2019年8月17日、インドネシアの独立記念日にその事件は起きた。国旗を侮辱したとのネット上の偽ニュースに惑わされたスラバヤ警察が市内の大学生寮から多くのパプア人学生を強制連行しようとした際、警察官や周辺住民などから「サル」「ブタ」「コテカ」などの差別語が投げかけられたのだった。

その様子はSNSを通じて全国に瞬時に拡散し、各地のパプア人が「差別反対」のデモ、集会を組織し、パプア地方ではデモが暴徒化して死者40人以上が出る事態に発展した。

パプア人は普段から受けていた非パプア人による差別への怨念と不満を一気に爆発させ、非パプア人は心の中に潜む「優越感」を突出させてデモを非難。軍や警察などは力による鎮圧に乗り出したのだった。

ジョコ・ウィドド大統領はパプア人の差別反対運動がパプア人の長年の願望である「独立の是非を問う住民投票実施要求」に変質することを恐れ、「インフラ整備」「生活・教育水準の拡充」「過去の人権侵害事件の真相解明」などでパプア人たちの理解と支持を得ようとする一方、軍・警察をパプア地方に増派して治安維持名目で運動を抑えこんだ。

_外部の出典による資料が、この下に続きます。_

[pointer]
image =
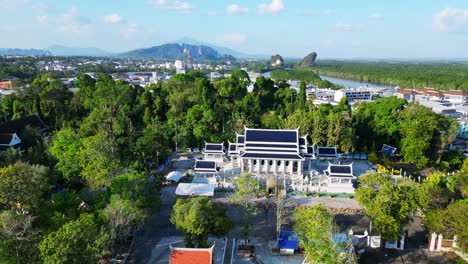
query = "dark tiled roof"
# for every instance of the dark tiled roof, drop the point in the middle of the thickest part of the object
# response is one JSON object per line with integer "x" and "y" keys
{"x": 326, "y": 151}
{"x": 18, "y": 125}
{"x": 249, "y": 145}
{"x": 272, "y": 156}
{"x": 213, "y": 147}
{"x": 301, "y": 141}
{"x": 263, "y": 135}
{"x": 340, "y": 169}
{"x": 205, "y": 164}
{"x": 388, "y": 150}
{"x": 5, "y": 139}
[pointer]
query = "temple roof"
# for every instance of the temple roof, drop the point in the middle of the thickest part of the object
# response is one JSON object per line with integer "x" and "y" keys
{"x": 205, "y": 166}
{"x": 214, "y": 148}
{"x": 327, "y": 152}
{"x": 339, "y": 170}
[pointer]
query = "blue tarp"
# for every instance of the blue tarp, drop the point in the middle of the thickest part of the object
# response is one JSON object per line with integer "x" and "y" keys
{"x": 288, "y": 240}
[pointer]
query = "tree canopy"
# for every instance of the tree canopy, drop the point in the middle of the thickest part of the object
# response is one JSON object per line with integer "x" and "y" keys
{"x": 199, "y": 217}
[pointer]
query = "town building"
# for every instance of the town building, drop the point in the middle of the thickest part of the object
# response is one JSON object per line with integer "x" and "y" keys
{"x": 359, "y": 94}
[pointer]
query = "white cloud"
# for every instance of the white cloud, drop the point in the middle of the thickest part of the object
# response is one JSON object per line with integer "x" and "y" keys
{"x": 178, "y": 6}
{"x": 232, "y": 39}
{"x": 129, "y": 31}
{"x": 13, "y": 4}
{"x": 349, "y": 27}
{"x": 235, "y": 9}
{"x": 113, "y": 18}
{"x": 328, "y": 12}
{"x": 375, "y": 16}
{"x": 43, "y": 19}
{"x": 451, "y": 20}
{"x": 274, "y": 7}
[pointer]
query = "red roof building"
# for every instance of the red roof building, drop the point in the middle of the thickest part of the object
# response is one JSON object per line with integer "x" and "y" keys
{"x": 191, "y": 255}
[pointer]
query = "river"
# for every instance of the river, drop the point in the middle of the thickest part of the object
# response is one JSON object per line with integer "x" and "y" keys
{"x": 347, "y": 83}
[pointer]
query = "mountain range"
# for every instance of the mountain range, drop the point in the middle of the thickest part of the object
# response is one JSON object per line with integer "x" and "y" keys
{"x": 181, "y": 49}
{"x": 174, "y": 51}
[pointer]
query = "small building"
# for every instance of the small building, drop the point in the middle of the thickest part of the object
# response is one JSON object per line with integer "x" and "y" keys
{"x": 204, "y": 167}
{"x": 388, "y": 150}
{"x": 456, "y": 97}
{"x": 10, "y": 132}
{"x": 359, "y": 94}
{"x": 191, "y": 255}
{"x": 195, "y": 189}
{"x": 214, "y": 151}
{"x": 233, "y": 153}
{"x": 406, "y": 94}
{"x": 339, "y": 178}
{"x": 326, "y": 152}
{"x": 288, "y": 242}
{"x": 8, "y": 140}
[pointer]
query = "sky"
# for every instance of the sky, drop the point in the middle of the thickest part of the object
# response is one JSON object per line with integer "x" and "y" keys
{"x": 292, "y": 28}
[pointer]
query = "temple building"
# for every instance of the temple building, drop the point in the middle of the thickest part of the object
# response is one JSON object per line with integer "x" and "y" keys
{"x": 214, "y": 151}
{"x": 271, "y": 151}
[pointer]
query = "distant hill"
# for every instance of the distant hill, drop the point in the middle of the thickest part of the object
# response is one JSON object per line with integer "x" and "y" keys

この際、パプア地方は携帯電話やインターネットが使用不能になる「通信遮断」措置が講じられる事態になった。

通信遮断で大統領に謝罪せよとの判決

6月3日、首都ジャカルタの行政裁判所は「独立ジャーナリスト連盟」や「インドネシア法律扶助協会(YLBHI)」などが国を相手取った「2019年8月以降のパプア地方での通信遮断は違法である」という訴えに、「非常事態宣言の伴わない通信遮断は法律違反である」として、大統領と情報省に公式の謝罪を求める異例の「有罪判決」を下した。

この判決は「パプア人に有利な判決」「大統領、政府機関に謝罪を求める判決」という点で異例の判決として注目されている。

もっともジョニ通信情報相は判決に対して今後法的対応を検討するとしたコメントの中で「通信情報省内部にはパプアでの情報遮断を検討した記録も、指示した記録も残っていない」としており、権限を有する通信情報省とは無関係に通信遮断が実行された可能性が浮上している。

2019年8月12日から9月4日まで断続的に実施されたパプア地方での通信遮断に関しては治安当局が「偽ニュースや悪意のある情報の流布などで治安が悪化する懸念がある」と説明。

他方、人権団体などは「パプア内と外の支援組織間などの連絡を絶ち、集会やデモの情報を遮断することが目的」としてその違法性を早くから指摘していた。こうしたことから今回の行政裁判所の判決を通じて治安当局が正式の手順を無視して独断で通信遮断に踏み切った疑惑が浮き彫りとなった。